Edinaldo- É de uma música deles. Porque era uma palavra de ordem [inaudível]
Samarone- Aí eles achavam que...
Edinaldo- Eles achavam isso aí. Ai então eu digo.. Bom... Tudo isso é pelo fato de eu ter sido preso [inaudível], de certa forma. Que é por eles ficarem sabendo do envolvimento dele [do Zarattini] e não sabem nada a respeito de mim. Então eu acho que se de certa forma a gente se separa, o Zara foge eu não fujo, eu fico, eles não terão como levar esse inquérito adiante. Eu me equivoquei. Ele levaram o inquérito adiante. A pressão era muito grande e muito forte sobre mim, porque eles não sabiam nada de mim. O Zarattini eles teriam como condenar, de certa forma tinham o depoimento de outras pessoas, mas de mim não. Ninguém sabia, não tinha caído ninguém...[a filha de Edinaldo chega]... Não pegaste essa chuva não, né?
[Intervalo]
Edinaldo- Foi por isso que eu não fugí. Mas com a fuga de Zarattini...
Samarone- O Zarattini fugiu em que época, foi em 69, não foi...Que mês?Edinaldo- Março ou abril, uma coisa assim...
Samarone - Ai ele foi, você...
Edinaldo- Ele foi, eu fiquei.
Samarone-Teve oportunidade de você ir também ou não? [139]
Edinaldo- Teria, se eu quisesse...Eu queria fugir também, mas [inaudível]
Samarone- Mas a sua avaliação foi de...
Edinaldo- A minha avaliação era diferente. Foi essa que eu disse a você. Se eu fico, é provável que os caras não levem esse negócio adiante. Se...
Samarone- Zarattini chegou a tentar te...
Edinaldo- Não, a gente conversava e ele colocava isso aí... E ele sabia que eu não iria. Bom, essa é a avaliação que eu acho que na época eu fiz pra ele e acho que se você...[inaudível] ... e eles não vão levar o processo adiante. E daí eu fui transferido, no dia da fuga dele eu fui transferido para o Comando Geral da Polícia Militar... Nesse período eu desapareci, minha família me procurava por todo canto, ninguém dizia onde eu estava. Advogado também atrás...
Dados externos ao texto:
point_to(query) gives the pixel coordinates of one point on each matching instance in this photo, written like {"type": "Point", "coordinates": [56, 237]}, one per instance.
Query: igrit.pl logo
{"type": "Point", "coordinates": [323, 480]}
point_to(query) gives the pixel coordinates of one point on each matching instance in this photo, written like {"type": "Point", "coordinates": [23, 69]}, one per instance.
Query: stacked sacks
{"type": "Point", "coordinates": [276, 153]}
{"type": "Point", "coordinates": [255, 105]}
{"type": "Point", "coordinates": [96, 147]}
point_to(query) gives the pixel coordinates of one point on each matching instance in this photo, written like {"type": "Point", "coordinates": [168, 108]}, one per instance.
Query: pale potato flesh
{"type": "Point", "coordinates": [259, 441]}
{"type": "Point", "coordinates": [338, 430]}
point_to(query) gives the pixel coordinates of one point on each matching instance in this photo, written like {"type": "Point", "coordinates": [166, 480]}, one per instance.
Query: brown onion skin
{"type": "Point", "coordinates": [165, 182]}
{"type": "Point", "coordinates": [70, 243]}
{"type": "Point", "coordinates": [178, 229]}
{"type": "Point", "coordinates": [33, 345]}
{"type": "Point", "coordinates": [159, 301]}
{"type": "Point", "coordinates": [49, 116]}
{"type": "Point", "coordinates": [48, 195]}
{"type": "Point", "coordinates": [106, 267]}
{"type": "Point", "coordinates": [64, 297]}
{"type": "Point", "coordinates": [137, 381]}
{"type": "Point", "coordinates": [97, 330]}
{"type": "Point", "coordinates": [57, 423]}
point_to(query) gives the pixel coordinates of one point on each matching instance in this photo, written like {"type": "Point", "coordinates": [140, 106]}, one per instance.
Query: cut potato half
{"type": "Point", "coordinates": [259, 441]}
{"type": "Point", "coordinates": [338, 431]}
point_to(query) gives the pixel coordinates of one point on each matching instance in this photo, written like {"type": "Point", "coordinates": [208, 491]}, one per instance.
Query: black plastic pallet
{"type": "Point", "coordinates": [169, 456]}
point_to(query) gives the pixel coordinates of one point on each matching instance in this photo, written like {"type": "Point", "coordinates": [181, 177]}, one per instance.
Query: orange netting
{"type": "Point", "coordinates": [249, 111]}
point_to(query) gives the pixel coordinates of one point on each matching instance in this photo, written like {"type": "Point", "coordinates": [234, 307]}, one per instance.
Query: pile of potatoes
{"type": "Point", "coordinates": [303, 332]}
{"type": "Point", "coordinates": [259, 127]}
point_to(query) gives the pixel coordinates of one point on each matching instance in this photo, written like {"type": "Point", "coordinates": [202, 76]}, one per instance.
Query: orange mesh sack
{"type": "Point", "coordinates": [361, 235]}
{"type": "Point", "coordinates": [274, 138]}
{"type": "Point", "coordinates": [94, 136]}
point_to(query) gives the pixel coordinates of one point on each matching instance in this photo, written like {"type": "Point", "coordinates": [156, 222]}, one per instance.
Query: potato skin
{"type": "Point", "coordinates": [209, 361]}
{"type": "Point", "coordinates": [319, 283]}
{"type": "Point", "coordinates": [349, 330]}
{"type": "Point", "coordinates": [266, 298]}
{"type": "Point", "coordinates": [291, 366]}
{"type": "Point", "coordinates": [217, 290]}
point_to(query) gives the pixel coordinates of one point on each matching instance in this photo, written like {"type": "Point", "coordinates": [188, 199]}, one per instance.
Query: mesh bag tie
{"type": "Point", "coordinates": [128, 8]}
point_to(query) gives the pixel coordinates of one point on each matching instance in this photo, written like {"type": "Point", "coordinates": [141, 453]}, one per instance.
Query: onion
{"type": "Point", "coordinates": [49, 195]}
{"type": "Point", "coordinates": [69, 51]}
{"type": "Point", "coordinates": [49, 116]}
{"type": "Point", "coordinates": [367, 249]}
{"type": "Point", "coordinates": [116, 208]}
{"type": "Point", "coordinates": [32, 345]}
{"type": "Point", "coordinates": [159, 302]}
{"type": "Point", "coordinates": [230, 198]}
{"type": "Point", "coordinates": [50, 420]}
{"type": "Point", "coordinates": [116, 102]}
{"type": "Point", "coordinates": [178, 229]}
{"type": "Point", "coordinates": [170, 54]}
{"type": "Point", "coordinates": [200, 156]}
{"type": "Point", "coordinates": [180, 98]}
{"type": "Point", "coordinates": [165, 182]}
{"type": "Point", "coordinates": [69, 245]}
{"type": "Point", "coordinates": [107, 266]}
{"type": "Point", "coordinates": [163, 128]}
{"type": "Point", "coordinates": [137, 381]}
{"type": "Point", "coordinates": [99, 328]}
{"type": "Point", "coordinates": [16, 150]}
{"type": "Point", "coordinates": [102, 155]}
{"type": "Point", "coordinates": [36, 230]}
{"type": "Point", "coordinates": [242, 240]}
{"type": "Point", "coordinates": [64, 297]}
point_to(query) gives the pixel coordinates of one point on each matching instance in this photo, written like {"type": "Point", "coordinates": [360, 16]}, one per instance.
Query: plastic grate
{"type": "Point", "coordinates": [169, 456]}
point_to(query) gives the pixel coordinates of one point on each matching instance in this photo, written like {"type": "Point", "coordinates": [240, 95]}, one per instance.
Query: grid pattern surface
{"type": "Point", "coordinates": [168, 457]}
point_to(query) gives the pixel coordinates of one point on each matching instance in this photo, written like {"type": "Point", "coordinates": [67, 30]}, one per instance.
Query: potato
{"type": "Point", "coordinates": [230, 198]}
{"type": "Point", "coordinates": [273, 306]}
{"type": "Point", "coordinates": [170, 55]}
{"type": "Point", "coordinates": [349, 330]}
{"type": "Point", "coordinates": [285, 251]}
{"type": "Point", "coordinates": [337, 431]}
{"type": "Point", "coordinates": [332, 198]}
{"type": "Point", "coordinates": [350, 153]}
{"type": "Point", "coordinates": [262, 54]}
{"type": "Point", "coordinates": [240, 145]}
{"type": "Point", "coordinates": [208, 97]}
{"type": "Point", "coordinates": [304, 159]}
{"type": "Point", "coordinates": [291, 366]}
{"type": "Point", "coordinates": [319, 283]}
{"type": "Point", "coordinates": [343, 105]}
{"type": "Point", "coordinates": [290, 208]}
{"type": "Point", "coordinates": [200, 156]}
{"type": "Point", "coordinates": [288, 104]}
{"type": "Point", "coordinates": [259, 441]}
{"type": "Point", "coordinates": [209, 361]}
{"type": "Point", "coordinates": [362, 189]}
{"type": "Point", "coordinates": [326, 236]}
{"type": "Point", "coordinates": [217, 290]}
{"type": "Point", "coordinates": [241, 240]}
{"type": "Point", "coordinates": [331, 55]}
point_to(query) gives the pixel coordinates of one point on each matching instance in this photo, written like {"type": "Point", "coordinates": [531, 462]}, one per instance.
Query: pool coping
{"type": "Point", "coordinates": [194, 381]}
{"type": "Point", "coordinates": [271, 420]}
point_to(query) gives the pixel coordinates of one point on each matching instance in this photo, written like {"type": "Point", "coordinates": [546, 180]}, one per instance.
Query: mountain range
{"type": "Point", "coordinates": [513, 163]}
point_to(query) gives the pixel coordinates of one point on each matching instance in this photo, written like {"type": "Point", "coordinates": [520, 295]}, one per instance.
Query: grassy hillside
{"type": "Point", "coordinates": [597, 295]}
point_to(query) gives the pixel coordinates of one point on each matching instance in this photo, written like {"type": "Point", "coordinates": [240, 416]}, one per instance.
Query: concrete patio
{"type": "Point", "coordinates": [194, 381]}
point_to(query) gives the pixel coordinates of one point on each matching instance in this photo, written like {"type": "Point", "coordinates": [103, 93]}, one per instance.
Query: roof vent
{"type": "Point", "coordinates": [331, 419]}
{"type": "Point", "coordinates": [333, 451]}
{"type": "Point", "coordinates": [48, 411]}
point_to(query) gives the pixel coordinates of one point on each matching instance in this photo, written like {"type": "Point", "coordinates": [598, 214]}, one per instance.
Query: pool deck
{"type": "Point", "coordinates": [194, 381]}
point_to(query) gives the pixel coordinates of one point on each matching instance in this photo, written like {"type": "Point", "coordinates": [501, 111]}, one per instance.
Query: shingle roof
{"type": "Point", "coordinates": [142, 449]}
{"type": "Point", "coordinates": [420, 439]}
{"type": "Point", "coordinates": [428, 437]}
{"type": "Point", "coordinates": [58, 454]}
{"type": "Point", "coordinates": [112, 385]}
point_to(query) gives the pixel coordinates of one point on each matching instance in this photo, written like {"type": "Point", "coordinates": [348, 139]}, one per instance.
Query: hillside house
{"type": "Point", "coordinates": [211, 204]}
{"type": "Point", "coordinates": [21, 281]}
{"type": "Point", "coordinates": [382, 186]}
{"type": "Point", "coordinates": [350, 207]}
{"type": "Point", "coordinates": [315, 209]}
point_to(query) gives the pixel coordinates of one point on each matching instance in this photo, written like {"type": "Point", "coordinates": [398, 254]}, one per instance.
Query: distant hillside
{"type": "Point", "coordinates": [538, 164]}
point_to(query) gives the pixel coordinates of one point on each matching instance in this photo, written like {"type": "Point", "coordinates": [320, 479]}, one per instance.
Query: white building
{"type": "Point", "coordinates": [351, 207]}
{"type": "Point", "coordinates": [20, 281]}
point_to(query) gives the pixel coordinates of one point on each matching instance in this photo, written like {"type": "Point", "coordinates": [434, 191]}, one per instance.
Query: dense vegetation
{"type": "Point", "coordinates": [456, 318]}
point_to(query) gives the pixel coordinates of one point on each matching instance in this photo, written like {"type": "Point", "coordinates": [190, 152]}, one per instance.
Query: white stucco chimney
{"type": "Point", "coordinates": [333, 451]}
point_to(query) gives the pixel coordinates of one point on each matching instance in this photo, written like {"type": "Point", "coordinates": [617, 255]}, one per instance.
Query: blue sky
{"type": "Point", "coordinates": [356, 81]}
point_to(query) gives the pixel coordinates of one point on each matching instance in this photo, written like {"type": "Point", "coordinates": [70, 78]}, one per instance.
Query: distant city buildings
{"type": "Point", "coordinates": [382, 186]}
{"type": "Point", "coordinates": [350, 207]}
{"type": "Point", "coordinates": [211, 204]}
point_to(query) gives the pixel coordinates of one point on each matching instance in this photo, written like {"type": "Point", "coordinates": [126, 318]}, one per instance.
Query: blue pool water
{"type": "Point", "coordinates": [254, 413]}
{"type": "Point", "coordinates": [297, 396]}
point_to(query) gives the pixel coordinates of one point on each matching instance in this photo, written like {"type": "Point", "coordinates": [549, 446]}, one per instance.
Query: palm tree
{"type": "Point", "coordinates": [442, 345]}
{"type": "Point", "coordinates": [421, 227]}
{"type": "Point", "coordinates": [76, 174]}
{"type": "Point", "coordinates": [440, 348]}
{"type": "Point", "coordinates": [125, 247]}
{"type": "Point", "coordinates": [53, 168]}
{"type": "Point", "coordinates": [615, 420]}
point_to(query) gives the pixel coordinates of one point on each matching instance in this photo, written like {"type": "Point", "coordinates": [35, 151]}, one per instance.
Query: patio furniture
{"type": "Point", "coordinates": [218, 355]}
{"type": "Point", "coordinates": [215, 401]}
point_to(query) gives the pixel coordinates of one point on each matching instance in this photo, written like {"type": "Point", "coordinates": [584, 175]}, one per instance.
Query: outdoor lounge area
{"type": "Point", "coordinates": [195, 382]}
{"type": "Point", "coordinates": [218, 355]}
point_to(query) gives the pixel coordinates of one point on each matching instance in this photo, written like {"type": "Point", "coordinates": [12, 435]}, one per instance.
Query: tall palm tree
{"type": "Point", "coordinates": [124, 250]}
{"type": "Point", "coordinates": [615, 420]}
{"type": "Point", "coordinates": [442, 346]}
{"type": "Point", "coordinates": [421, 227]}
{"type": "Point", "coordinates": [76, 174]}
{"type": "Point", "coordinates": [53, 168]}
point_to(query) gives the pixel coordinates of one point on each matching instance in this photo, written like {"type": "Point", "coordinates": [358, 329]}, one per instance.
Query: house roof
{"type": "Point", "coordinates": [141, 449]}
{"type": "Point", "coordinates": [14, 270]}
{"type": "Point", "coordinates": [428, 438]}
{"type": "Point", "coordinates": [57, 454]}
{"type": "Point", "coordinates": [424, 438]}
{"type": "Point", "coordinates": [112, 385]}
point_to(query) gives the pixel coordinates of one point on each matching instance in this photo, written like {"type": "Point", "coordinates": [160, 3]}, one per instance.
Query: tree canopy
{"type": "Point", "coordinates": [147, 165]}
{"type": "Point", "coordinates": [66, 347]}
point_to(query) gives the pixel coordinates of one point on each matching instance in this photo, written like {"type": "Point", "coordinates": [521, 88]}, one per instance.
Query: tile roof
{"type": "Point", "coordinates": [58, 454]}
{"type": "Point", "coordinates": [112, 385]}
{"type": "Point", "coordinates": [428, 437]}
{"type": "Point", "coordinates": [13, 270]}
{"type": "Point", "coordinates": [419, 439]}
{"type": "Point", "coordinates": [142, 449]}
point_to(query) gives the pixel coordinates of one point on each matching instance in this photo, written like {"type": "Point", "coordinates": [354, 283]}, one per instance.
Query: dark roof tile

Samarone-Ficaram putos, né?
Edinaldo- É. E me esconderam lá, certo? Até que me transferiram, depois do Comando Geral da Polícia Militar, fui levado para o comando do quarto Exército, acho que sétima região militar, quarto exército, e depois me mandaram para o R.O. de Olinda, e lá me colocaram numa cela sozinho, certo? Nessa cela, eu passei muito tempo, até que o processo do Aeroporto começou a...
Samarone-... a ganhar...
Edinaldo- A evoluir. Tá certo? [161] [inaudível] dos caras aí, eu já não saía mais para ir para a Aeronáutica, o pessoal do Exército não deixava. Iam me interrogar lá. Mas praticamente nada foi acrescentado durante esse período todo. Quando se aproximou da denúncia, os caras iniciaram um processo de tortura porque eles não podiam mais tocar em mim. Certo?
Samarone- Depois que fosse...
Edinaldo - Depois que eu estava lá, eles não podiam mais tocar, eu estava cumprindo pena, estava sob responsabilidade da Justiça. Aí eles iniciaram um processo de tortura através de ruídos, e eu acredito também drogas...
Samarone- Na alimentação...
Edinaldo- Na alimentação, nessa coisa todinha. De forma, que disso aí resultou numa espécie de uma neurose, de um desajuste mental, que eu passei a ouvir vozes, parei de falar... o que é também uma reação. Como os caras estavam forçando para eu falar, essas vozes, essas coisas...
Samarone- Isso é uma coisa que se estende pela noite...[inaudível]
Edinaldo-Exato. [180] Depois o negócio teve uma evolução só. Eu tinha visões. Também via coisas, apareciam pombos, esse negócio, uma série de coisas desse tipo. Durante esse processo ai, como eu disse, foi uma reação também para não falar, que eu terminei achando que... quase mudo...Falava muito pouco...E achando que quando eu pensava, os caras estavam captando meu pensamento. Então, por exemplo, se eu fosse falar com você, permaneceria calado aqui, pensando e achando que você estava entendendo. E eu ficava dialogando sozinho aqui na minha cabeça. Eu mesmo fazia minha pergunta, suas respostas, respondia às suas perguntas que eu mesmo formulava, no final das contas, tá certo? Ficava com os olhos fixos e simplesmente olhando. Foi um... acho que uma defesa do próprio organismo. Foi nesse período aí que eu já estava num processo digamos neurótico bastante desenvolvido, quando os caras resolveram se livrar de mim. Transferiram...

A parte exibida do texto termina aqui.